Inspired by Washington’s Proclamation, Lincoln
set the last Thursday of November as
the date. He issued fresh proclamations each year of his presidency and all future Chief Executives followed
suit. So did most state governors,
timing their proclamations to the Federal observance. Eventually, if reluctantly, even post-rebellion
Southern States fell into line. By
the early 20th Century the emerging Fundamentalists of the Bible Belt would become among the most ardent supporters of the Holiday but
insisting that it be imbued with specifically Christian trappings.

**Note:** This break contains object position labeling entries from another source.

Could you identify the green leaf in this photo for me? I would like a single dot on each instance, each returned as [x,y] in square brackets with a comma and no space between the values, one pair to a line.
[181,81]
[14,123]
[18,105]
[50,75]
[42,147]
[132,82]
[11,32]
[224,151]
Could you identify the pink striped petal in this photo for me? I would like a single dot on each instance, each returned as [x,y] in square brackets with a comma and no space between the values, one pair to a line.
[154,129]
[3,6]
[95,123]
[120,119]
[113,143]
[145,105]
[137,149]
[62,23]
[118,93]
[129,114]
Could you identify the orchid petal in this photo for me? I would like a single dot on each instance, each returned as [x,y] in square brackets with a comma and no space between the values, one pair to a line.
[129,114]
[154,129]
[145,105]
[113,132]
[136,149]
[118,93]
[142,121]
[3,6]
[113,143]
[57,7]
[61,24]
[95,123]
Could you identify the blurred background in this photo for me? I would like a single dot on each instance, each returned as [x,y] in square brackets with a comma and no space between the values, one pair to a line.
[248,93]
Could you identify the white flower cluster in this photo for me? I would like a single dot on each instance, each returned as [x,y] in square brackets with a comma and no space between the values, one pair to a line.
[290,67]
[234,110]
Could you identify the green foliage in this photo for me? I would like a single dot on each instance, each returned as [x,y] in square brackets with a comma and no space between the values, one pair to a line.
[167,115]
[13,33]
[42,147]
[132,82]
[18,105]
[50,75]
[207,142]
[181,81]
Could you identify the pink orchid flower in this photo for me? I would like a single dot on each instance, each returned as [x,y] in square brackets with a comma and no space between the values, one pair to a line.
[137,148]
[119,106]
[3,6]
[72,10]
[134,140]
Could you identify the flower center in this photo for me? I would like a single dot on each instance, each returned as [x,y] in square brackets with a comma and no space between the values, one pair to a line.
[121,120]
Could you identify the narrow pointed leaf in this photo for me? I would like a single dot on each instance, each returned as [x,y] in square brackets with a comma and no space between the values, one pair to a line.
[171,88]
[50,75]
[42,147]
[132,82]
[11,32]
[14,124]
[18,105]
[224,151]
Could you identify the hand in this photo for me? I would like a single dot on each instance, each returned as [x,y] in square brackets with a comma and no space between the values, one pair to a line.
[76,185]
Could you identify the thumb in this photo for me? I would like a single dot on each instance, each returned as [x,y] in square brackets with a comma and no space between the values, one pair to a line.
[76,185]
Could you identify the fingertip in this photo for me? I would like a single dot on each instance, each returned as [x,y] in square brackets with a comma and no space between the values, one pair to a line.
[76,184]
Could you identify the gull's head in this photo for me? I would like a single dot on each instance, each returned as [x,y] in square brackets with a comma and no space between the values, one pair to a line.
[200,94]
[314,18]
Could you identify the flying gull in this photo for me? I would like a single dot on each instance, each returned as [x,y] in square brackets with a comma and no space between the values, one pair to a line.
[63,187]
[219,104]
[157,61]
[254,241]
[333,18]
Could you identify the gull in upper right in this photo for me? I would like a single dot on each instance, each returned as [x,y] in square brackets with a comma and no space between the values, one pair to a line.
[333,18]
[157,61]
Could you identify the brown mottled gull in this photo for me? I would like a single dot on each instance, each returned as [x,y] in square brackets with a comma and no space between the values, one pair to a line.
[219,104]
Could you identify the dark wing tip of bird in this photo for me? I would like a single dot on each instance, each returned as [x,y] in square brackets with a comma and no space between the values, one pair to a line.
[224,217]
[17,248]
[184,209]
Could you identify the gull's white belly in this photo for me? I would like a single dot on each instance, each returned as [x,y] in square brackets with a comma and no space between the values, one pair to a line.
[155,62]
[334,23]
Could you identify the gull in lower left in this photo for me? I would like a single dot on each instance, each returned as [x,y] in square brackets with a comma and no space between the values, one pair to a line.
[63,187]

Still, for all of its wide-spread observation,
Thanksgiving was not yet an annual,
repeating national holiday. It
remained dependent on new yearly Presidential proclamations. After his election, Franklin D. Roosevelt proposed the establishment of a Federal Holiday. Congress, worried about the expense of paying Federal employees for
a day off work, ignored his
plea. So, Roosevelt continued to follow
precedent. But in 1939 with the nation
struggling to get out of the second dip
of the Great Depression, Roosevelt
took advantage of the five Thursdays in November that year and Proclaimed Thanksgiving
for the Fourth Thursday instead of
the last to extend the shopping season and boost
lagging sales. He made it clear that
he intended to keep his proclamations at the second-to-last Thursday through his presidency.
In
hopes of stimulating business and the economy Franklyn D. Roosevelt
proclaimed Thanksgiving on the second to last Thursday in November to
promote retail sales.The change immediately became a political hot potato. Republicans
charged that FDR was desecrating the
memory of Lincoln. Preachers decried the secularizations of “our ancient sacred holiday.” Twenty-two states followed the President’s
lead. Most of the rest issued their
proclamations for the last Thursday. Texas, unable to decide kept both
days. The later celebration was referred
to as Republican Thanksgiving while
the earlier one was derided as Franksgiving. In 1940 and ’41 FDR stayed true to his
promise and issued proclamations for the next to last Thursday, continuing the
confusion and controversy.
In 1941 both Houses of Congress voted to create
an annual Federal Holliday on the last Thursday in November beginning in 1942
but in December the Senate changed
that to the fourth Thursday, which is usually, but not always, the last
one of the month.
Thanksgiving in the 1950's--an American family feast tradition firmly established.By the 1950’s many employers and school districts were also giving the Friday after Thanksgiving off
with pay. The creation of a wide-spread four day weekend led to
even more long distance travel for family reunions. And soon Friday was the busiest shopping day of the year, eventually dubbed Black Friday because it was supposedly
the first day of the calendar year when most retailers finally entered
black ink.
So, there you have it. Despite the ubiquitous presence of
Pilgrims and smiling Indians in school
pageants and commercials, they
really don’t have much to do with the actual tradition of Thanksgiving. Then why not, at long last dispose of
them. Disassociate them from
Thanksgiving. Suddenly our traditional
harvest, homecoming, and gratitude feast has nothing to do with colonialism and
genocide. Maybe we can all sit down
together in peace—at least until drunk
uncle Morrie starts up about what a great President Donald Trump was.